I have a goal of arriving to the fourier transform of dirac-comb $\omega_T(t)$ so i calculated the fourier series $\omega_T(t) = \frac{1}{T} + \frac{2}{T} \sum_{n=1}^\infty \cos(n \frac{2 \pi}{T} t)$ i think the next step to obtaining the fourier transform is evaluating the series, isnt it?

so $F(\omega_T(t))(z) = F(\frac{1}{T}(1 + 2 \sum_{n=1}^\infty \cos(n \frac{2 \pi}{T} t)))(z) = \frac{1}{T} F(1)(z) + 2 F(\sum_{n=1}^\infty \cos(n \frac{2 \pi}{T} t))(z) = \frac{1}{T} \omega(z) + \frac{1}{T}\sum_{n=1}^\infty F(2\cos(n \frac{2 \pi}{T} t))(z)$ do i have the right to switch the transform and the infinite series?

Answer 1

You can switch $F$ and the infinite series because the series converges in the space of tempered distributions $\mathscr S’(\mathbb R)$ and $F$ is continuous and linear from $\mathscr S’(\mathbb R)$ to itself.
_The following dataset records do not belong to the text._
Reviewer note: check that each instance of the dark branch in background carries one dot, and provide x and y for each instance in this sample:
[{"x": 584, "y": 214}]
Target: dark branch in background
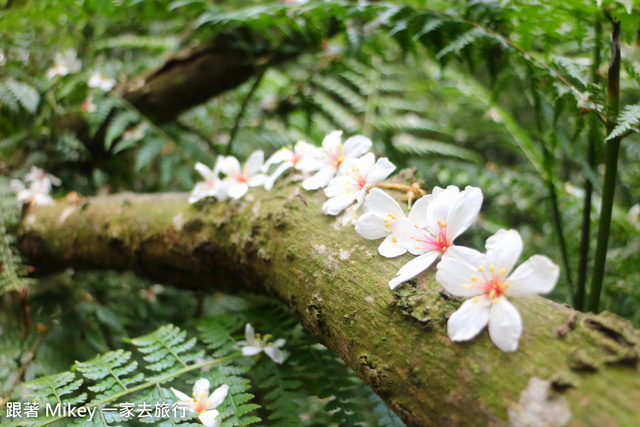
[
  {"x": 195, "y": 76},
  {"x": 611, "y": 152}
]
Why is the series converging in $\mathscr S’(\mathbb R)$? Well, it has to be checked of course. Take $f\in \mathscr S(\mathbb R)$, consider the quantities $$ \int_{\mathbb R}\cos(2\pi n t/T)f(t)dt. $$ Since the Fourier transform of cosine functions are sums of two Dirac deltas, the above quantity is the same as $$ \frac{F(f)(2\pi n t/T)+ F(f)(-2\pi n t/T)}{2} $$ and since the Fourier transform preserves $\mathscr S(\mathbb R)$, $F(f)$ decays fast at infinity, so that in particular the series

$$ \sum_n\int_{\mathbb R}\cos(2\pi n t/T)f(t)dt. $$

is well-defined and converges. This shows that the Fourier series you wrote is well defined and converges in $f\in \mathscr S(\mathbb R)$, so exchanging series and Fourier transform is justified from what I said above.

With this argument of testing against a Schwartz function $f\in \mathscr S(\mathbb R)$, you might as well just compute the Fourier transform of the Dirac comb directly from the definition of Fourier transform (it’s basically the same argument computationally speaking).